How to prove or disprove such an $f$ exists? Can we just say the above equation implies $2+\cos x=f(x)$, which is a contradiction?
How about $||A||\in \sigma(A)$? How to prove or disprove it? Do I need to check whether $A$ is compact?
Thank you very much.
To write things in a slightly less cumbersome way, you have a multiplication operator, $Af=gf$ for a certain function $g$ (you have $g(x)=x+\cos x$ in your case). This operator if often denoted as $M_g$.
It is well-known that $\sigma(M_g)$ is the (closure of) the range of $g$ (short proof at the end). In this case $g$ is continuous with compact domain, so its range is closed. Thus $$ \sigma(A)=[2,3]. $$ It is also known that $\|M_g\|=\|g\|_\infty$, so you have $\|A\|=3\in\sigma(A)$.

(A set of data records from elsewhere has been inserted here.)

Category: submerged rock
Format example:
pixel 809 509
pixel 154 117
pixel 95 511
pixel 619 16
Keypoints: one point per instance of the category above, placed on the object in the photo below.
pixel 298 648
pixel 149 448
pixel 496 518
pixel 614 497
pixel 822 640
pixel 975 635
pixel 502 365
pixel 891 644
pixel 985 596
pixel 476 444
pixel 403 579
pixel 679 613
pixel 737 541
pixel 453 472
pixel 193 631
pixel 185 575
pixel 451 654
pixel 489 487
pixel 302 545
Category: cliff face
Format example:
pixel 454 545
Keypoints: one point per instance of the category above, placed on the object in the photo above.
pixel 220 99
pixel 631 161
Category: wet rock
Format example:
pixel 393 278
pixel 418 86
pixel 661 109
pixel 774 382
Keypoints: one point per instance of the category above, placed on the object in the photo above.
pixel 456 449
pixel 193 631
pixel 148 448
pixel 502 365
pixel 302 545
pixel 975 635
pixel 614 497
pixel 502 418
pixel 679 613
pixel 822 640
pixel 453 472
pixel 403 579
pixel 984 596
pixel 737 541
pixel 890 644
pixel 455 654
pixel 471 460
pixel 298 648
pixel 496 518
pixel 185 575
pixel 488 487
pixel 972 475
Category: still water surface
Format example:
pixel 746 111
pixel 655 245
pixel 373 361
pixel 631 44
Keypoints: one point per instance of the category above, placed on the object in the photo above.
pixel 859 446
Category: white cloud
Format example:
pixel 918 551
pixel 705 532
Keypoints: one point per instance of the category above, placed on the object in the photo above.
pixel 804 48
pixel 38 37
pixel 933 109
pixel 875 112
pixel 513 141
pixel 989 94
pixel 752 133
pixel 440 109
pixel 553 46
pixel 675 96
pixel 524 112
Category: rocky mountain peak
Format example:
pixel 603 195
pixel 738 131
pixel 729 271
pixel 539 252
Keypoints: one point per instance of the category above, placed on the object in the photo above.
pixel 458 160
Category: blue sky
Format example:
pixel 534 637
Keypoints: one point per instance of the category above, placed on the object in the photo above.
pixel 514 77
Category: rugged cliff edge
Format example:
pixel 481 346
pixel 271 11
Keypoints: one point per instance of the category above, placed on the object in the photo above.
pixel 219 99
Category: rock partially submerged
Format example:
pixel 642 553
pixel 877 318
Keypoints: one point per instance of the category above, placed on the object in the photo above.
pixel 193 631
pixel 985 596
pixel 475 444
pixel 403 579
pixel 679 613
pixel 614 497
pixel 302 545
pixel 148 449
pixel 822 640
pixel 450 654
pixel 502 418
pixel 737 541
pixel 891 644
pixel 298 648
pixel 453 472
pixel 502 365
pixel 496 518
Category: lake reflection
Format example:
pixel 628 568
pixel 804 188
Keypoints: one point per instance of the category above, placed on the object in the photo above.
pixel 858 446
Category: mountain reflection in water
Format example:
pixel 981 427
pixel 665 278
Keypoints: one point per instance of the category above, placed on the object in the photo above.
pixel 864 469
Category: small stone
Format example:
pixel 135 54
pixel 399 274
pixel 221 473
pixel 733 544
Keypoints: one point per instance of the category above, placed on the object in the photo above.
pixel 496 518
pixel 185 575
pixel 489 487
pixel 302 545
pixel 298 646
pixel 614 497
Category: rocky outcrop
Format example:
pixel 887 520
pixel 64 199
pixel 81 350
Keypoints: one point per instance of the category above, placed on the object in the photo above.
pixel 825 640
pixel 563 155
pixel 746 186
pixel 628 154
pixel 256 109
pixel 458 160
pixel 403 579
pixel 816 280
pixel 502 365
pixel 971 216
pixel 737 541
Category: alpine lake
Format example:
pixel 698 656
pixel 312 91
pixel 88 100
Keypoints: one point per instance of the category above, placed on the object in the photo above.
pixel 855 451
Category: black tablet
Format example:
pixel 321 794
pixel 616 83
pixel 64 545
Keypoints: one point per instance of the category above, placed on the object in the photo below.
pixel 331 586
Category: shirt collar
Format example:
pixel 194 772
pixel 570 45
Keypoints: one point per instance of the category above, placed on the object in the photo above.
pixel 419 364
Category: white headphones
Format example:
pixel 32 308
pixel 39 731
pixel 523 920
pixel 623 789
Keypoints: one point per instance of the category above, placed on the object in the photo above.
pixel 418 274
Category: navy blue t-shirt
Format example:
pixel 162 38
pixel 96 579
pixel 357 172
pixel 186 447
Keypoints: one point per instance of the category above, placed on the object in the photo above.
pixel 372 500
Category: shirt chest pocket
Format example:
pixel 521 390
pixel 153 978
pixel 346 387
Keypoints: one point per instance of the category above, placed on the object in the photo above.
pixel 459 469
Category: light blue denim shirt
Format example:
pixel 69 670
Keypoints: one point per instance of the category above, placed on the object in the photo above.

As $g$ is real, $M_g$ is selfadjoint.
As for the point spectrum, if $M_gf=\lambda f$ for some nonzero $f$, we have $(g-\lambda)f=0$. So $f$ can be nonzero only on points where $g(x)=\lambda$. So, if $g^{-1}(\{\lambda\})$ has measure zero, then $\lambda$ cannot be an eigenvalue. And if $g^{-1}(\{\lambda\})$ has positive measure $c$, then we can take $$ f=1_{g^{-1}(\{\lambda\})}, $$ and then $$ M_g f=g\,1_{g^{-1}(\{\lambda\})}=\lambda\,1_{g^{-1}(\{\lambda\})}. $$ For your $g(x)=x+\cos x$, which takes every value only twice, no point in the spectrum is an eigenvalue. Thus the whole spectrum consists of the continuous spectrum.
Finally, since the nonzero part of the spectrum of a compact operator consists of eigenvalues, $M_g$ is compact if and only if $g=0$.
Proof that $\sigma(M_g)$ is the closure of the range of $g$
Note first that a multiplication operator $M_g$ is invertible precisely when $|g|\geq\delta>0$ for some $\delta$. Indeed, when $|g|\geq\delta$ we have that $1/g$ is continuous, and $$ M_{1/g}M_g=I. $$ Conversely, if $g$ is not bounded below, it means that there exists $t_0$ with $g(t_0)=0$. Then $0\in\sigma(M_g)$ and $M_g$ is not invertible.
Now, we have $$ M_g-\lambda I=M_{g-\lambda}, $$ so by the above $\lambda\in\sigma(M_g)$ if and only if there exists $t_0$ with $g(t_0)=\lambda$.